Il mezzosoprano nisseno nella Turandot di Puccini
Due volte, ed ora la terza per altri due mesi di rappresentazioni. Ha iniziato a studiare da soprano, poi da mezzo, poi contralto e adesso è riuscita a trovare spazio come soprano Falcon che è una variante di soprano drammatico individuata nella produzione francese a metà dell’800. Il suo cavallo di battaglia è Santuzza di Cavalleria Rusticana di Pietro Mascagni. Tre i suoi miti artistici, Giovanna Casolla, Dolora Zajick e Violeta Urmana. Il suo sogno una carriera da solista e per questo in ogni pausa dalle tournée ritorna e studia con la sua maestra Letizia Colajanni, della quale parla con grande trasporto e gratitudine. Ricorda di quella volta che perse la voce, un dramma, non emetteva più suoni ed era accaduto in un paese straniero. Fu la mamma di una sua collega cinese, che era sposata con un italiano, ad aiutarla, le andò a prendere le medicine in ospedale. «Non appena torno lì, cercherò quella donna che mi ha salvato la voce – dice -, la voglio ringraziare ancora, è stata un angelo».

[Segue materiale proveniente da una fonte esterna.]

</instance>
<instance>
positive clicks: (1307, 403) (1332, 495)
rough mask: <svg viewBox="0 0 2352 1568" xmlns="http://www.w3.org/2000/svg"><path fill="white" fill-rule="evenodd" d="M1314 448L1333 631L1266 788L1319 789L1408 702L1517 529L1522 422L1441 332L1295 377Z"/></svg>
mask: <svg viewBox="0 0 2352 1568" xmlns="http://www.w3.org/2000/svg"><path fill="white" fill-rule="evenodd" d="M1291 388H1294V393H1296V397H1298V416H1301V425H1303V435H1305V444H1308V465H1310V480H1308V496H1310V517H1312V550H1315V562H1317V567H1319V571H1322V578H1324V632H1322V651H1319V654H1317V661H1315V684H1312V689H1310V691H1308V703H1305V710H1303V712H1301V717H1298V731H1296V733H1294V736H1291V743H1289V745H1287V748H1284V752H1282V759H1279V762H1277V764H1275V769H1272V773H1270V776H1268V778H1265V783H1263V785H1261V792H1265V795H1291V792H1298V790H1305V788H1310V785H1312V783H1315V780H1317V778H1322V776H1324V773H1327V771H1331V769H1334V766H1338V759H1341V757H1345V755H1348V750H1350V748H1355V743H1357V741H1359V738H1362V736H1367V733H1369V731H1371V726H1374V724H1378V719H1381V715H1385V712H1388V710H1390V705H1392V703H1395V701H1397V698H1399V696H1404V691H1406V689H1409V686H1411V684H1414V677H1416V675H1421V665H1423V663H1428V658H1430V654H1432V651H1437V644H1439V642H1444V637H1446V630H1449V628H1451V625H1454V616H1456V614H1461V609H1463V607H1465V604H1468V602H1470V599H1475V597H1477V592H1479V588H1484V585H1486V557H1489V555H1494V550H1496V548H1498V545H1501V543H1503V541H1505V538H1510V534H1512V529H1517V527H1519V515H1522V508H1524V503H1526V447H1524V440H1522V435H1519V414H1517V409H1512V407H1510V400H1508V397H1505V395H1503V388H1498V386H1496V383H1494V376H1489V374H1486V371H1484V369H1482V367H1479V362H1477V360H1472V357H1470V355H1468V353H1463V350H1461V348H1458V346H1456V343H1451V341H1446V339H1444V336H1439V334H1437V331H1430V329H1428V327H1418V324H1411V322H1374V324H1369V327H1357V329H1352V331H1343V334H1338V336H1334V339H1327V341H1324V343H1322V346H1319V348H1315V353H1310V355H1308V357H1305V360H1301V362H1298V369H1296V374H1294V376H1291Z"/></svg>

Irene Capodici sigaraia nella “Carmen” di Bizet
Ha calcato tanti palcoscenici importanti, dal Teatro antico di Taormina ai teatri lirici cinesi: «Loro hanno grandi teatri ma vuoti. Per questo cercano la lirica europea, ne sono innamorati». Nonostante la giovane età parla con disincanto del mondo artistico: «Se non sei pronto, il palcoscenico ti prende a schiaffi. Per entrare nel personaggio bisogna studiare anche le minime sfumature, capirne la storia. Bisogna essere un prodotto finito e coerente per essere scelti, prima guardavano la voce e poi il resto, adesso non è più cosi». Il complimento più bello ricevuto sino ad oggi è: “Dio ha donato la voce, con te ha fatto un miracolo”.